Web and worker are separate binaries built from explicit file lists.

# build.sh — web
"$FNODE" build \
  app/bridge_server.prg app/auth/*.prg app/lib/*.prg app/api/*.prg "$BRIDGE"/*.prg \
  --rtl fivenode_go/hbrtl_ext/pgrtl \
  --rtl fivenode_go/hbrtl_ext/httpserver \
  --go-replace gitea.fivego.org/kwon_ai/solmade="$SOLMADE_ROOT" \
  --module gitea.fivego.org/kwon_ai/solmade/_solmade_web \
  -o solmade-web
  • --rtl <pkg> blank-imports a Go package whose init() registers RTL functions (e.g. pgrtl provides PG_QUERY/PG_EXEC; httpserver the web bridge).
  • --go-replace pkg=path resolves a private module without a proxy.
  • --module <name> sets the temp module path (must sit under the app's module so RTL packages can import the app's internal packages).

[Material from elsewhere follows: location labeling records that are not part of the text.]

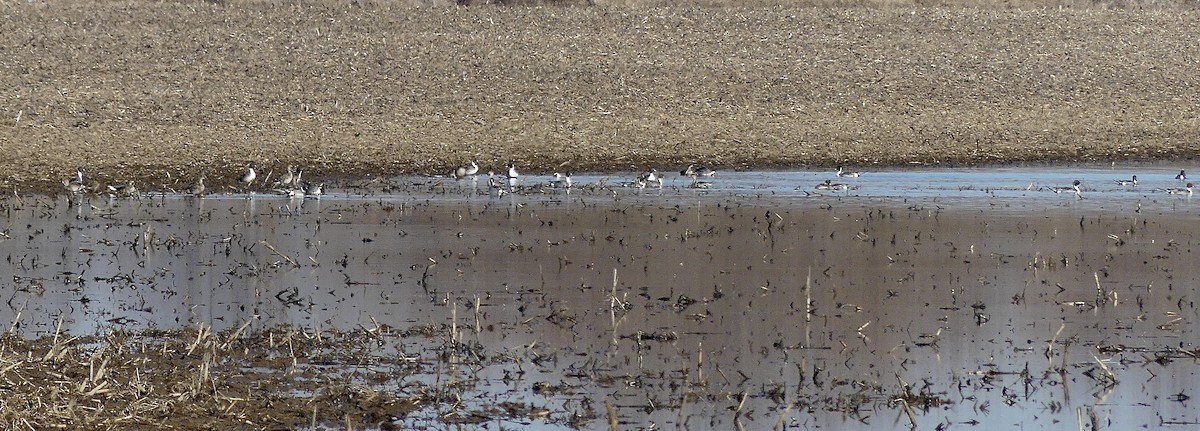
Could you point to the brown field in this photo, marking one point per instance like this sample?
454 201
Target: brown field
139 90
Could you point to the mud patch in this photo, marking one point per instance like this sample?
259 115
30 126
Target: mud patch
598 310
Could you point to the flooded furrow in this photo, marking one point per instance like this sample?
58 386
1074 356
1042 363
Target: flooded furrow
633 310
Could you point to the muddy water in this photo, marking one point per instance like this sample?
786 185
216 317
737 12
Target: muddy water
753 304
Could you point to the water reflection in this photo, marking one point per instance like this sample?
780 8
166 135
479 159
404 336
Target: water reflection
750 304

Quality gates (lint + smoke)

Two committed gates keep a dynamically-typed PRG codebase honest (solmade):

  • lint.sh — static checks: bans inline ; statement separators (IF x ; y ; ENDIF — hurts visual review; trailing-; continuation is fine) and flags user input concatenated into SQL instead of $1 binds. Exit 1 on any ERROR. Fast, no server/DB needed.
  • smoke_test.sh — runtime endpoint contract test (below).

Wiring: build.sh runs ./lint.sh first and aborts the build on violation; a .githooks/pre-commit runs it on every commit (enable once with git config core.hooksPath .githooks; bypass with git commit --no-verify). Run smoke_test.sh at deploy time (it needs the server up), not in the hook.

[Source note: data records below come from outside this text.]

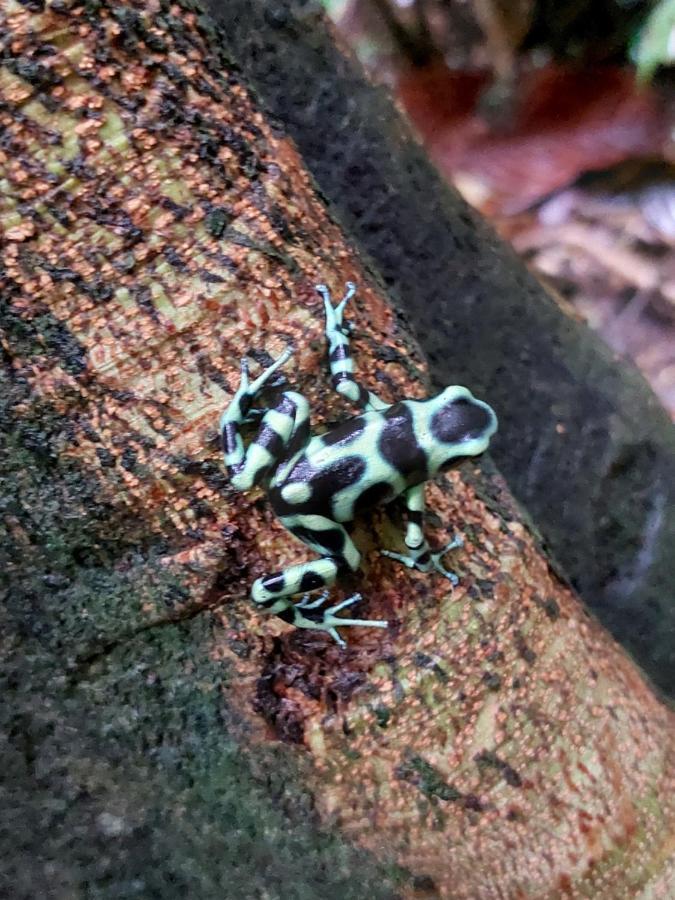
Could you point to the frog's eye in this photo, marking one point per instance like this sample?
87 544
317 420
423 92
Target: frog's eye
461 420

Safety net: endpoint smoke test

Dynamic typing has no compile-time guarantee, so a smoke test is the practical safety net (buy it back at runtime, like Python+pytest). solmade ships smoke_test.sh: it mints a temp superadmin session in PG, curls each endpoint, and asserts HTTP status + the JSON ok/shape contract (./smoke_test.sh fast; --full adds the queue→worker→LLM E2E), exiting non-zero on any failure. Run it after any refactor.

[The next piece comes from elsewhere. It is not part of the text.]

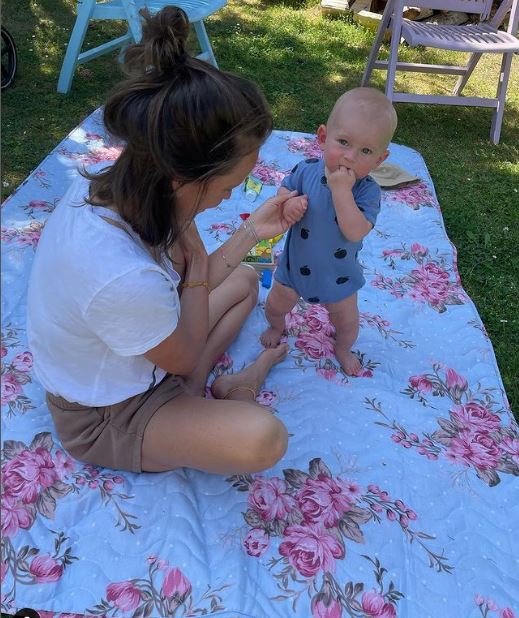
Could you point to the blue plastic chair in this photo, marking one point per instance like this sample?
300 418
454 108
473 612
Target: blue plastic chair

Deploy (launchd): launchctl kickstart -k gui/$(id -u)/kr.solmade.web (and ...worker1/2/3). The worker build (build_worker.sh) links cmd_prg/job_worker.prg plus the shared app/lib/*.prg (so LLM_CHAT and prompts are available to it too).

7. Reaching the ecosystem — two paths (pick by runtime)

There are two distinct ways to use the outside world from PRG; they belong to different runtimes (see five-overview):

(a) Go RTL — fivenode_go (single Go binary, NO Node). Wrap a Go package in a thin hbrtl_ext module, blank-import it with --rtl, call the registered function. This is the production path (solmade): no runtime deps, one binary. Use for anything with a good Go library (Postgres, PDF, XLSX, crypto/rand, argon2, bluemonday).

(b) Node Require() — original fivenode (Node.js + N-API/koffi). PRG calls an npm package directly, Node-style, with no wrapper to write:

oQR := Require( "qrcode" )                      // npm package
cSvg := aWait( oQR:toString( cUrl, { "type" => "svg" } ) )   // async → aWait()
oQR:__end__()                                   // release the handle

oId := Require( "crypto" ):randomUUID()         // Node builtin, sync
oOs := Require( "os" )                          // builtins: os, path, fs, ...
cHost := oOs:hostname() ; oOs:__end__()
  • Sync npm: obj:methodSync(...) (e.g. qr-image imageSync). Async (Promise): wrap the call in aWait(...). Always obj:__end__() when done.
  • Pass PRG hashes as JS objects: { "width" => 240, "color" => { "dark" => "#000" } }.
  • The server allowlists each handler — register new ones in napi/test/server.js (allowedPrg.add('/api/foo.prg')).

When to choose (b): the npm package has no good Go equivalent, or reimplementing it would be heavy (QR codes, charting, specialized parsers, ML/JS-only SDKs). You get the entire npm registry with zero glue code — the cost is a Node runtime instead of a single static binary. Example: napi/test/api/sharekit.prg composes npm qrcode + Node crypto/os in one PRG to build an article share kit (QR svg+png + tracking UUID).